No one cared enough. No one ever does.

“Having nothing more to lose, I went up to the roof of our apartment building. No one in the building cared to stop me as I passed by, which made me wonder how many times they heard him beat me and said nothing.” I sniffled, trying to get back on track.

“Once on the roof, I sent a final text to Evelyn, telling her I was up there. I don’t think I even felt the pain of all he did to me. Perhaps the adrenaline kept it at bay. Though watching the city from the top made me feel tiny.” I confessed, wiping away my tears.

Solas whimpered, wanting me to scoop him, which I quickly did, allowing him to nest himself between us.

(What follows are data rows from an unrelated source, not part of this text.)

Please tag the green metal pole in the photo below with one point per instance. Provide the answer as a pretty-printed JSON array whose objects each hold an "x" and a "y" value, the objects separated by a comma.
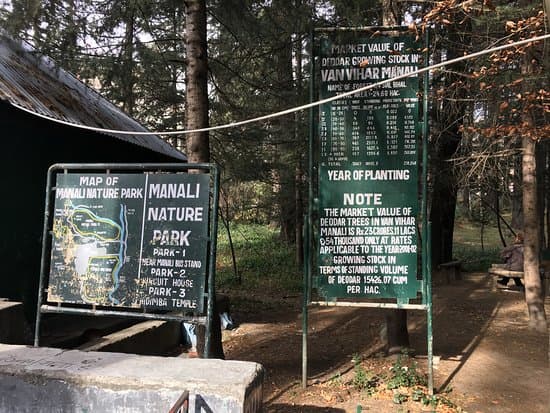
[
  {"x": 426, "y": 225},
  {"x": 425, "y": 135},
  {"x": 212, "y": 262},
  {"x": 429, "y": 315}
]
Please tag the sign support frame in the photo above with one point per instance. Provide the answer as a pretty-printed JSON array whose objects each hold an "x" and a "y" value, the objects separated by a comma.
[
  {"x": 130, "y": 312},
  {"x": 313, "y": 204}
]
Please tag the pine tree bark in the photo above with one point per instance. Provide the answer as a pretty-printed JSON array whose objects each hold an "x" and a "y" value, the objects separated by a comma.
[
  {"x": 196, "y": 76},
  {"x": 533, "y": 286},
  {"x": 196, "y": 117},
  {"x": 397, "y": 334}
]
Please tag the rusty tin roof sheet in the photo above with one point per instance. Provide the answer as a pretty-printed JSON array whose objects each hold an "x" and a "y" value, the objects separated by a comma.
[{"x": 34, "y": 82}]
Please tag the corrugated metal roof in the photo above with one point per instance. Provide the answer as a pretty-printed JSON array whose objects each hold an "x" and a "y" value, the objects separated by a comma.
[{"x": 34, "y": 82}]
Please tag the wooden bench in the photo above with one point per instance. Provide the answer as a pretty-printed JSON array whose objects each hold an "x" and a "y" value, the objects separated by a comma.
[
  {"x": 450, "y": 270},
  {"x": 499, "y": 270}
]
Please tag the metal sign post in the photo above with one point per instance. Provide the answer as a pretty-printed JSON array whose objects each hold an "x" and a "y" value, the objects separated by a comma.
[
  {"x": 131, "y": 240},
  {"x": 364, "y": 214}
]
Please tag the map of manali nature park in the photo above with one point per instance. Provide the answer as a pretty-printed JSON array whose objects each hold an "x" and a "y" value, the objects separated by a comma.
[
  {"x": 97, "y": 247},
  {"x": 95, "y": 251}
]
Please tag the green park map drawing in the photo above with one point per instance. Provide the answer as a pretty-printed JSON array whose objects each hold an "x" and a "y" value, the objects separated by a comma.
[{"x": 95, "y": 251}]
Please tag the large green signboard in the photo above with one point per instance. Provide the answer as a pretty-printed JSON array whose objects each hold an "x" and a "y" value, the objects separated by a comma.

Why do I feel so empty inside?

“I thought my life was over by then, but I just couldn’t leap. Then Evelyn showed up not too long after that and fell with me, and now I have a demon who wants me as his wife.” I shook my head, tugging away from him.

However, the tears didn’t stop while Finn gave me a soft hum, allowing me to move away from his embrace and meet his gaze.

“If only that demon knew, he’d never get it. Probably then, he’ll kill me and finally put this miserable life out of her misery.” I announced, triggering Finn to push me onto the bed.

You aren’t a monster, but you want to use me all the same. I won’t give you anything you want; now you know why.